Title
An Introduction to Partial Least Square Regression
Authors
Randall D. Tobias, SAS Institute Inc., Cary, NC
Summary
Partial Least Square(PLS) is a popular method for “soft” modelling in industrial application.
Introduction
Multiple linear regression(MLR) can be a good way to turn data into information when:
- Factors are few in number.
- Factors are not significantly redundant(collinear).
- Factors have a well-understood relationship to the response.
However, if any of these 3 conditions breaks down, MLR can be inefficient or inappropriate.
PLS is a method for constructing predictive models when factors are many and highly collinear. The emphasis is on predicting the responses and NOT necessarily on trying to understand the underlying relationship between variables. e.g. PLS is NOT usually appropriate to screening out factors,
How does PLS work?
MLR will overfit if the number of factors gets greater than the number of observations: get perfectly fit but fail to predict new data well.
“projection to latent structure” (“PLS”):
- Although there are many manifest factors, there may be only a few underlying or latent factors.
- The general idea of PLS is to try to extract these latent factors, accounting for as much of the manifest factor variation as possible while modeling the responses well.
Outline of the method:
- overall goal: use factors to predict the responses.
- Extract latent variable $T$ and $U$ from sampled factors and responses.
- $T$ (X-scores) are used to predict $U$ (Y-scores), then construct predictions for the responses.
This procedure actually covers various techniques, depending on which source of variation is considered most crucial.
- Principal Components Regression (PCR):
- X-scores are chosen to explain as much of the factor variation as possible, which yields informative directions in the factor space, but NOT be associated with the shape of the predicted surface.

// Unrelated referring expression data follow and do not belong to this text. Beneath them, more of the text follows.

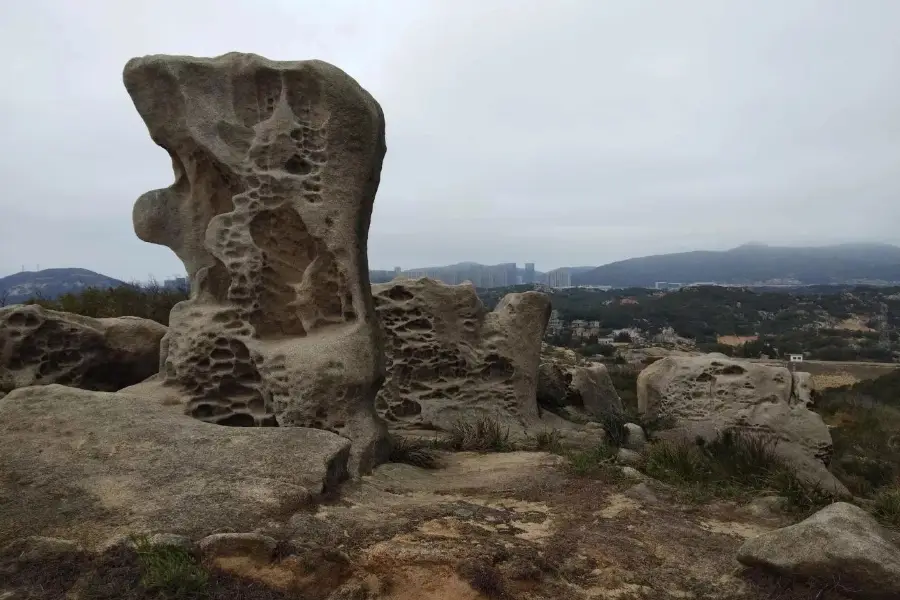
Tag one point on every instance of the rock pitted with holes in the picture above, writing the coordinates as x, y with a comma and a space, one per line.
704, 396
449, 358
586, 389
40, 346
276, 168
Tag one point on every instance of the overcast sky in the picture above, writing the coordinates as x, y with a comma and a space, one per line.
564, 132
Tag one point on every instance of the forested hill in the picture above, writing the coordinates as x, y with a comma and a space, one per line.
754, 263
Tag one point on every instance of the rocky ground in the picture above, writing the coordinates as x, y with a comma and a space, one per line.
504, 525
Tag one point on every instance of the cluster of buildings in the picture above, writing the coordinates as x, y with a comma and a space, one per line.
490, 276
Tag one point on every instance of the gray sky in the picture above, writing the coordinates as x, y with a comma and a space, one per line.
564, 132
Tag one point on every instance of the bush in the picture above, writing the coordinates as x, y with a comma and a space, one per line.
482, 435
599, 460
613, 422
549, 440
887, 506
865, 434
170, 569
734, 465
417, 452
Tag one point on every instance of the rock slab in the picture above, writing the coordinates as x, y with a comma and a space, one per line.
85, 465
703, 396
841, 543
276, 168
450, 358
582, 388
39, 346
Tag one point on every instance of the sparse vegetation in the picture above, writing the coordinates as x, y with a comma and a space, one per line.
614, 422
418, 452
483, 577
171, 570
734, 466
887, 506
485, 434
149, 301
549, 440
598, 462
865, 420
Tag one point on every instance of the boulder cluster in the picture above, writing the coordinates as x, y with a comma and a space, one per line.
286, 373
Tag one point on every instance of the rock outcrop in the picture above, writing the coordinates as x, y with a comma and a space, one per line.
703, 396
449, 358
40, 346
840, 544
587, 389
276, 168
88, 465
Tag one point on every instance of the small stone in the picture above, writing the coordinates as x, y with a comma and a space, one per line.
635, 439
628, 457
840, 543
253, 545
642, 492
766, 506
172, 539
632, 472
37, 548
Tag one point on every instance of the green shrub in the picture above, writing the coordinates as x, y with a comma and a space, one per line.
418, 452
865, 433
549, 440
677, 462
486, 434
735, 465
170, 569
613, 422
887, 506
598, 460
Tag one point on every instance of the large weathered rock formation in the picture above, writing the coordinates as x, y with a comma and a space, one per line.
584, 389
88, 465
276, 168
449, 358
840, 544
40, 346
703, 396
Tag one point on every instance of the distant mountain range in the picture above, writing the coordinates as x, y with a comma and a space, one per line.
748, 264
50, 283
754, 263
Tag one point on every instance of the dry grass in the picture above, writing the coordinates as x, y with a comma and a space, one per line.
486, 434
418, 452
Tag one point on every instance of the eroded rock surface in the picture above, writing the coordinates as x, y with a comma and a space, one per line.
40, 346
707, 395
587, 389
841, 544
87, 465
450, 358
276, 168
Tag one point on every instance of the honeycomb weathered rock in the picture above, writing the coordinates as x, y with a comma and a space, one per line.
40, 346
449, 358
276, 167
703, 396
587, 389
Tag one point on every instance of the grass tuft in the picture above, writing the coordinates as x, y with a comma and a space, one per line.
598, 461
417, 452
887, 507
549, 440
486, 434
736, 465
172, 570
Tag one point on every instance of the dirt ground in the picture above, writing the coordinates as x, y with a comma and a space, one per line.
516, 526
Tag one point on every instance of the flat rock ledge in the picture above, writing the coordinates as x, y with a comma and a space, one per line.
86, 466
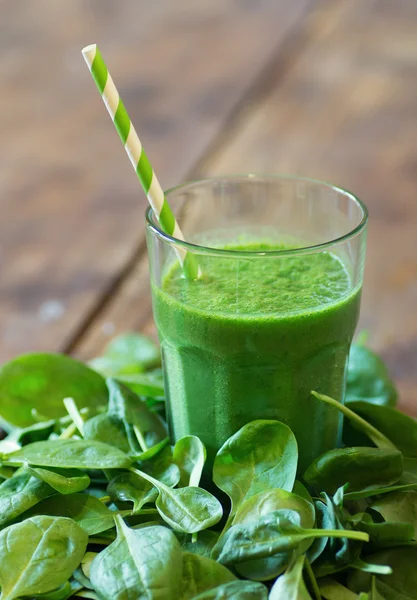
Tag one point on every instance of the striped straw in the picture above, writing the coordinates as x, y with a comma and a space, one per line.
137, 156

- based on spectral decomposition of $X’X$.
- Maximum Redundancy Analysis (MRA):
- Y-scores are chosen to explain as much of the predicted Y variation as possible, which seeks direction in the factor space that are associated with the most variation in the responses, but the predictions may not be very accurate.
- based on spectral decomposition of $\hat{Y}’\hat{Y}$.
- Partial Least Squares:
- The X- and Y-scores are chosen so that the relationship between successive pairs of scores is as strong as possible. This is like a robust form of redundancy analysis, seeking directions in the factor space that are associated with high variation in the responses but biasing them toward directions that are accurately predicted.
- based on singular value decomposition of $X’Y$.
the precise number of extracted factors:
- If greater or equal to the rank of the sample factor space, then equivalent to MLR.
- usually a great deal fewer factors are required.
- usually chosen by some heuristic technique based on the amount of residual variation.
- (possible approach) construct PLS model for a given number of factors on training set of data and test it on another, choosing the number for which the total prediction error is minimized. (Minimum predicted residual sum of squares (PRESS)).
- (Pharsimony) choosing the least number of extracted factors whose residuals are not significantly greater than those with minimum error.
- If no test set available, do cross-validation.
Example
Discussion
other solutions for “soft” model:
- other factor extraction techniques, like PCR and MRA.
- ridge regression (RR)
- neural networks (NN)
RR and NN are probably the strongest competitors for PLS in terms of flexibility and robustness of the predictive models, but neither of them explicitly incorporates dimension reduction.
some other modifications and extensions of PLS:
- SIMPLS: it can be dramatically more efficient to compute when there are many factors.
- Continuum regression: adds a continuous parameter $\alpha \in [0, 1]$, allowing the modeling method to vary continuously between MLR ($\alpha = 0$), PLS ($\alpha = 0.5$), and PCR ($\alpha = 1$).
PLS has become an established tool in chemometric modeling, because it is often possible to interpret the extracted factors in terms of the underlying physical system. (derive “hard” modeling information from the soft model.)
Reference
- Tobias, Randall D.. “An Introduction to Partial Least Squares Regression.” (1996).